July marks second-hottest month on record in Philadelphia
If you've felt like it's been too hot lately, you're not wrong: We just made it through the second-hottest month ever recorded in Philadelphia, according to National Weather Service data.
Why it matters: This is all part of a wider acceleration in the pace and intensity of extreme weather events across the globe and here in the U.S., Axios' Andrew Freedman reports.
- When it rains, it rains harder. When it's hot, it gets hotter and stays that way longer than it used to.
- We have long designed our infrastructure as if the climate conditions and extremes of the past would hold true in the future. With climate change, that is no longer the case, as outlier events trend closer to the norm.
By the numbers: July's average temperature clocked in at 82.4°F, outpaced only by July 2011. That was 3.4°F above normal for the month.
- We didn't get relief at night either.

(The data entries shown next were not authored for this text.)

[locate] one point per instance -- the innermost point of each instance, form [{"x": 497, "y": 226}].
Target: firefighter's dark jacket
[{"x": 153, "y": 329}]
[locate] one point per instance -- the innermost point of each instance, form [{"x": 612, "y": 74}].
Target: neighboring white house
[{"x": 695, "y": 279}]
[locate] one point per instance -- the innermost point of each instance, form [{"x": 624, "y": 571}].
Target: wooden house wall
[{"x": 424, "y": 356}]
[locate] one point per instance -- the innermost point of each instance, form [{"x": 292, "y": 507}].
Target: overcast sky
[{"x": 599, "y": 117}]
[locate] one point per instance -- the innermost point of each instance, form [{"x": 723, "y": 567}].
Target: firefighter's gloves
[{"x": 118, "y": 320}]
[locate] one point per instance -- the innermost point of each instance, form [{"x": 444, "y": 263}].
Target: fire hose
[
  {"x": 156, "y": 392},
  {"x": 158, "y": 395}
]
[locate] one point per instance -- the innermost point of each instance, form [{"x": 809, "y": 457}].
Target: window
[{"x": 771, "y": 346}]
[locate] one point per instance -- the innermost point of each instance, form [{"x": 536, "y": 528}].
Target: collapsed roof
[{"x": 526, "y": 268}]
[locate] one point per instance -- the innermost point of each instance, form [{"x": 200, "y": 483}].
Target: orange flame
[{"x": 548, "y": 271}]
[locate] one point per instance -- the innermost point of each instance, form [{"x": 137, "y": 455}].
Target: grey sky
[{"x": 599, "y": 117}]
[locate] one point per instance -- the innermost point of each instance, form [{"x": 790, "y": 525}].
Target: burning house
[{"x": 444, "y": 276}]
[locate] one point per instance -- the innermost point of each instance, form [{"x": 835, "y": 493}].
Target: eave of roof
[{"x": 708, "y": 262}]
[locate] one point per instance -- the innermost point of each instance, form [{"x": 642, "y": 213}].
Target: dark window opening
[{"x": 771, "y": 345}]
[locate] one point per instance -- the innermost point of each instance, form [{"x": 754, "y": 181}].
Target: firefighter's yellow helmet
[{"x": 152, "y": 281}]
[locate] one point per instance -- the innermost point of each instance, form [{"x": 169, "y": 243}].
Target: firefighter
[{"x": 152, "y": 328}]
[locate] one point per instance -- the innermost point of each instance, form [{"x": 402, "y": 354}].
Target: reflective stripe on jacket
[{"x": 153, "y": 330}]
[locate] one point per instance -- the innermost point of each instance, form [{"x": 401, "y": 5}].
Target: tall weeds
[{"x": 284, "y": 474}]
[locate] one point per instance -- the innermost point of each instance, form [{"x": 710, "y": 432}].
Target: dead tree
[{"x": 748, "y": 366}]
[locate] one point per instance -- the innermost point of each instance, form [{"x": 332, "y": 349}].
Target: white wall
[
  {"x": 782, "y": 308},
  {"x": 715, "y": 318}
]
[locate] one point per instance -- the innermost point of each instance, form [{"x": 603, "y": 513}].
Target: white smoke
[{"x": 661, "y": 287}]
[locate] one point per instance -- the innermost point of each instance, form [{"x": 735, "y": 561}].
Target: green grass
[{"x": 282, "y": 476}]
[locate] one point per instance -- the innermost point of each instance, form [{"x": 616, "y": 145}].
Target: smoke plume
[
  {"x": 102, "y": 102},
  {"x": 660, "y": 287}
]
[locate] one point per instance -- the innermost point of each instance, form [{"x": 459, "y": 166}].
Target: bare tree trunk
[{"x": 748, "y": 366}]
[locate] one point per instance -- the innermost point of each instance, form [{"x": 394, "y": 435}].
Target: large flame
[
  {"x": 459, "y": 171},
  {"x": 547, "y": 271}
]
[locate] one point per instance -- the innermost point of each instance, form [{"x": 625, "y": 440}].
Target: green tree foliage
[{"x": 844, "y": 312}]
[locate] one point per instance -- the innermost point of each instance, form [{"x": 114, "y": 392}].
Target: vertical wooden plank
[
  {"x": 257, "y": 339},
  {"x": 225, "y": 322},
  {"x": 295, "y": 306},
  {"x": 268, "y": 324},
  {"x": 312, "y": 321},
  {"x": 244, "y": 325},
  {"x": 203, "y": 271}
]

Overnight lows were the warmest on record.
The big picture: Nine of Philly's 10 hottest months — all Julys — have occurred in the last 30 years.
- NWS' average temperature records for the area stretch all the way back to 1874.
What's next: We're staring down even more extreme heat here at the start of August.
- The NWS is warning of "oppressive" and "dangerously high" temperatures Thursday as heat indexes peak near 103°F, with little relief at night thanks to oppressive humidity.